Given the retrieval-first thesis (ADR-0001), the platform must structure its retrieval, orchestration, and LLM work into clear layers with separate concerns. A monolithic “generate from prompt” architecture loses the trust and economic advantages; an over-decomposed architecture creates excessive interfaces.

Decision

Almathal uses a four-named-layer architecture (originally numbered Layer 1, 1.5, 2, 3 in the design conversation, later given proper names):

  1. Component Library — curated individual Adapters (libraries, frameworks, drivers, containers, APIs)
  2. Module Library — pre-composed business-domain assemblies of Adapters
  3. Composer — deterministic orchestrator (resolves Specs, invokes Scaffolders, validates contracts)
  4. Stitcher — bounded LLM layer (fills Seams, generates UI, customizes last-mile)

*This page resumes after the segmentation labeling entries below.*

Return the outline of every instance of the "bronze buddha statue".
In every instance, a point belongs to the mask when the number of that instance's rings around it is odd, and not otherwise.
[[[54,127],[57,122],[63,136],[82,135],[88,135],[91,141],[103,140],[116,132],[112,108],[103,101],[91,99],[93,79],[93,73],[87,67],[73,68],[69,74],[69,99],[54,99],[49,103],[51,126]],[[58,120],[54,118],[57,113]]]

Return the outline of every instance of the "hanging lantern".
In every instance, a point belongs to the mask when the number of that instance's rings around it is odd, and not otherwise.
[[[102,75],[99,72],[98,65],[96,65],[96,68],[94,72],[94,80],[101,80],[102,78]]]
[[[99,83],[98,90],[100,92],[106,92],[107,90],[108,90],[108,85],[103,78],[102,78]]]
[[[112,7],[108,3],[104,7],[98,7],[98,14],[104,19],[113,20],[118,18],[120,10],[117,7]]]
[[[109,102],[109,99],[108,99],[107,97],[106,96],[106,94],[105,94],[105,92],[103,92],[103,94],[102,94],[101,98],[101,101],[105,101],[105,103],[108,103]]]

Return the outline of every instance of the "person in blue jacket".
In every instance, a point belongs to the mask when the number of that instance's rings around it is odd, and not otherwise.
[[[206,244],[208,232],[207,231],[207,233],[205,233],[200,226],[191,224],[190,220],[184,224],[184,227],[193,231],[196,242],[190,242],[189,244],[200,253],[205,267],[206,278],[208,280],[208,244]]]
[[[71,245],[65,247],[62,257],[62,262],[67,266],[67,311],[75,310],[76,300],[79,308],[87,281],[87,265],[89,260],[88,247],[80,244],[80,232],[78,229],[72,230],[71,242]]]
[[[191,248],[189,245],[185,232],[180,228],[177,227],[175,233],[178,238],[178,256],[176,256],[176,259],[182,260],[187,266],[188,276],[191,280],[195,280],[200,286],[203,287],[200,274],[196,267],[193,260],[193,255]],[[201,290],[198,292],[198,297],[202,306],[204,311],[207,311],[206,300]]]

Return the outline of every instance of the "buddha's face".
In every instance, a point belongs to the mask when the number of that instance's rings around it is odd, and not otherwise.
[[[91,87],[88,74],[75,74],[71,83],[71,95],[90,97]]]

The Composer is the trust boundary: everything at or below it is deterministic and inspectable; everything above it (Stitcher, AI Reviewer) is bounded LLM work.

Rationale

  • The Component Library is the atomic level — too small to be useful alone, but necessary as the building block for Modules and direct use in some Archetypes.
  • The Module Library captures business-domain reuse: Auth, Payments, Billing, etc. Without it, every Archetype would re-wire these from raw Adapters.
  • The Composer concentrates all deterministic decision-making in one place, making it inspectable and reproducible.
  • The Stitcher is the only layer that invokes LLMs, making token economics easy to reason about and bound.

Consequences

  • Two separate libraries (Component and Module) require separate Manifest schemas and admission processes (ADR-0005).
  • The Composer’s design carries most of the platform’s complexity; substantial engineering investment.
  • Trust guarantees can be enforced at the Composer boundary, making them auditable.